Challenges in Web Scraping

As the developer of this project, I encountered several technical challenges related to bandwidth, memory usage, and CPU utilization. Below is a summary of these issues.

1. Bandwidth Limitations

Problem: Scraping multiple websites simultaneously using Playwright resulted in timeouts due to bandwidth bottlenecks when opening numerous browser tabs in parallel.

Example: Scraping 100 domains at once led to timeouts on 30% of the websites.

2. Memory Leaks in Playwright

Problem: Running the scraper for extended periods caused Playwright to leak memory, leading to excessive RAM usage and eventually crashing the system.

Example: After 10 hours of continuous scraping, RAM usage reached 90%, causing the process to stop.

3. CPU Bottleneck

Problem: My local setup with a 4-core CPU couldn’t handle the high concurrency of scraping hundreds of websites, resulting in slow performance.

Example: The CPU usage consistently maxed out, significantly increasing scraping times.

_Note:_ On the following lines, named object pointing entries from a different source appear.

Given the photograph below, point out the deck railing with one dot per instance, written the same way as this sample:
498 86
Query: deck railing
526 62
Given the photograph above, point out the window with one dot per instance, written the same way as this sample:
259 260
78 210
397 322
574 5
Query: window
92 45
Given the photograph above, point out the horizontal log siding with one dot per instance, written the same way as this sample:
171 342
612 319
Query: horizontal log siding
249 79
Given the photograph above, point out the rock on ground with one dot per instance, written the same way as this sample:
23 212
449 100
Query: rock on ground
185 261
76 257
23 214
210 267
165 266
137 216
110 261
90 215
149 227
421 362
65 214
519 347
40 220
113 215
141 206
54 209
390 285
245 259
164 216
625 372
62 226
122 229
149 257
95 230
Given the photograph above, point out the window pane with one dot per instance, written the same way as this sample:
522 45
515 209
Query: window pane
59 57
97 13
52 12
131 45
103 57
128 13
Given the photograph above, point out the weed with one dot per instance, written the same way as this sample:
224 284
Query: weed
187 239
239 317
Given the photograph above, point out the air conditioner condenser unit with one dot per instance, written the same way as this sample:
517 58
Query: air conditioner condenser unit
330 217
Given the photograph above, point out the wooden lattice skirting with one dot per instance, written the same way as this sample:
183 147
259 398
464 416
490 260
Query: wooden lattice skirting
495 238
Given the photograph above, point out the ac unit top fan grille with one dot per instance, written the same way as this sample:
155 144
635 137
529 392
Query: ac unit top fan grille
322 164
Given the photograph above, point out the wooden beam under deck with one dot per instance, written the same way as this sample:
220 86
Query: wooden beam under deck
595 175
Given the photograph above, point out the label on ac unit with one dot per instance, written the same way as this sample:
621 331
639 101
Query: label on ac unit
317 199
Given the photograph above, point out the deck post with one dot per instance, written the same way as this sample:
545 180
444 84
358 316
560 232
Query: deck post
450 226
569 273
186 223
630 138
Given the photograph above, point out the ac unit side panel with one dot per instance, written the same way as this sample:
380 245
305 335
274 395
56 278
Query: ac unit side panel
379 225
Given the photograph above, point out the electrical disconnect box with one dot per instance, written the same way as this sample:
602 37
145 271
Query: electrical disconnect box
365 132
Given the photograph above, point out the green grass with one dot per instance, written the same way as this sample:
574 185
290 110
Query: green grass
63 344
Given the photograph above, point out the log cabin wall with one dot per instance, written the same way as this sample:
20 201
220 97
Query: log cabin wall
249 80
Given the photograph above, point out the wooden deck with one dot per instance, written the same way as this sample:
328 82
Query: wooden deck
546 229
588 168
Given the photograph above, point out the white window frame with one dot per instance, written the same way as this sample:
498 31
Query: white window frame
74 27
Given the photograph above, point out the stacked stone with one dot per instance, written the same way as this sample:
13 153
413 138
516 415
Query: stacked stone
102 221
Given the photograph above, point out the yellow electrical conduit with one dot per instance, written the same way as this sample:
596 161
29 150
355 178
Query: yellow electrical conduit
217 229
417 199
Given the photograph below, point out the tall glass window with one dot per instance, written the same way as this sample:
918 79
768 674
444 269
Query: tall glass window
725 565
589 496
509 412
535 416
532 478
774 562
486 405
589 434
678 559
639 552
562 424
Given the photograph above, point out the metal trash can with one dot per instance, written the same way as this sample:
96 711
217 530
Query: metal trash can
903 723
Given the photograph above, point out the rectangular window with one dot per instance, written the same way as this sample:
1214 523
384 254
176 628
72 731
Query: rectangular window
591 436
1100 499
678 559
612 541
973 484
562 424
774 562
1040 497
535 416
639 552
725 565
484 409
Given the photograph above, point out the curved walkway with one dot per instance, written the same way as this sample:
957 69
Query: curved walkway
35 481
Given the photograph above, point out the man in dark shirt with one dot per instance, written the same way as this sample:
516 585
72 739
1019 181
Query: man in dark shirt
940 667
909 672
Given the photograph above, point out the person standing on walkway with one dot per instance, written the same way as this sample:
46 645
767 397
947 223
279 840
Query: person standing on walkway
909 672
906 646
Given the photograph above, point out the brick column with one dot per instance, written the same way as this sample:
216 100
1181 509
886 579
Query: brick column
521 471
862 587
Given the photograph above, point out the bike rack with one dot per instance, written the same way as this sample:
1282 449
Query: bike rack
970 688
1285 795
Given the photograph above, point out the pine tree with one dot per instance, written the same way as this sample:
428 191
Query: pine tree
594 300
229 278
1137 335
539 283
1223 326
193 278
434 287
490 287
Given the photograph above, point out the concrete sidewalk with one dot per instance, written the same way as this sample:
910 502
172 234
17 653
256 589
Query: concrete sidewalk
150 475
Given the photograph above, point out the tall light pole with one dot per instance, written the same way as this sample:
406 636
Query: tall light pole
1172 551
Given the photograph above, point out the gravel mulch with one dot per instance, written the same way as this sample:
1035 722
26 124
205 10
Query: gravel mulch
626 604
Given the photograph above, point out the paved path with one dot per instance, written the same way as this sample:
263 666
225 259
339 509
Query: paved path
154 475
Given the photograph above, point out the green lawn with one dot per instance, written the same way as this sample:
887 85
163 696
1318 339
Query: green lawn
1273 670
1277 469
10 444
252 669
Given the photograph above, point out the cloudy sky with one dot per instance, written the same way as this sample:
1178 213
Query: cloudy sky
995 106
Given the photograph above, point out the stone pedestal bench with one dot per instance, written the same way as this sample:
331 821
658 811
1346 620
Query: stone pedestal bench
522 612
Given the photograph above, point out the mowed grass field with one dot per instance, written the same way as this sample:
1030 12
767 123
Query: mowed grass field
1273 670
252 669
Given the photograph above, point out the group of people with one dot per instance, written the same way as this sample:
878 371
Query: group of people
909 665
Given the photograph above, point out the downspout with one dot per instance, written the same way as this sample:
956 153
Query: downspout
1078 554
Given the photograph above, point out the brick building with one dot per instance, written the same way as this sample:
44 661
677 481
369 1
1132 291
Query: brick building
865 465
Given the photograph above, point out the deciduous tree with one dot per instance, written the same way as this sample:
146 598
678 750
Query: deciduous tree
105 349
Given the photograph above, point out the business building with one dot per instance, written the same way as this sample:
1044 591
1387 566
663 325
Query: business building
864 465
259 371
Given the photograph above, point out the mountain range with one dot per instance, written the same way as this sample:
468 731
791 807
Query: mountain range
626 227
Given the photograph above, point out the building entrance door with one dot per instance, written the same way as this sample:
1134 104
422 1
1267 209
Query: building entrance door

Solution: Infrastructure Upgrade

To address all three problems—bandwidth limitations, memory leaks, and CPU bottlenecks—I upgraded to a more powerful server with the following specifications:

Improvements:

  1. Bandwidth: The 1 GBPS connection eliminated timeouts, allowing efficient concurrent scraping of hundreds of websites.
  2. Memory: The 128 GB of RAM provided sufficient headroom to prevent memory leaks from crashing the process. Additionally, I implemented periodic process restarts for memory management.
  3. CPU Performance: The 8-core processor enabled better parallelism, speeding up the scraping process.
# Example of async scraping in Playwright
async with Playwright() as p:
    browser = await p.chromium.launch()
    tasks = [scrape_page(url) for url in urls]
    await asyncio.gather(*tasks)

# Restart the browser every 100 websites to prevent memory leaks
if counter % 100 == 0:
    await browser.close()
    browser = await p.chromium.launch()

Network Performance Comparison:

Despite having a 1 GBPS connection on both my local setup and the rented server, the server consistently utilized the full bandwidth, whereas the local connection (on WiFi/Ethernet) maxed out at 400-600 Mbps. The server’s dedicated infrastructure proved far more reliable for sustained, high-performance web scraping.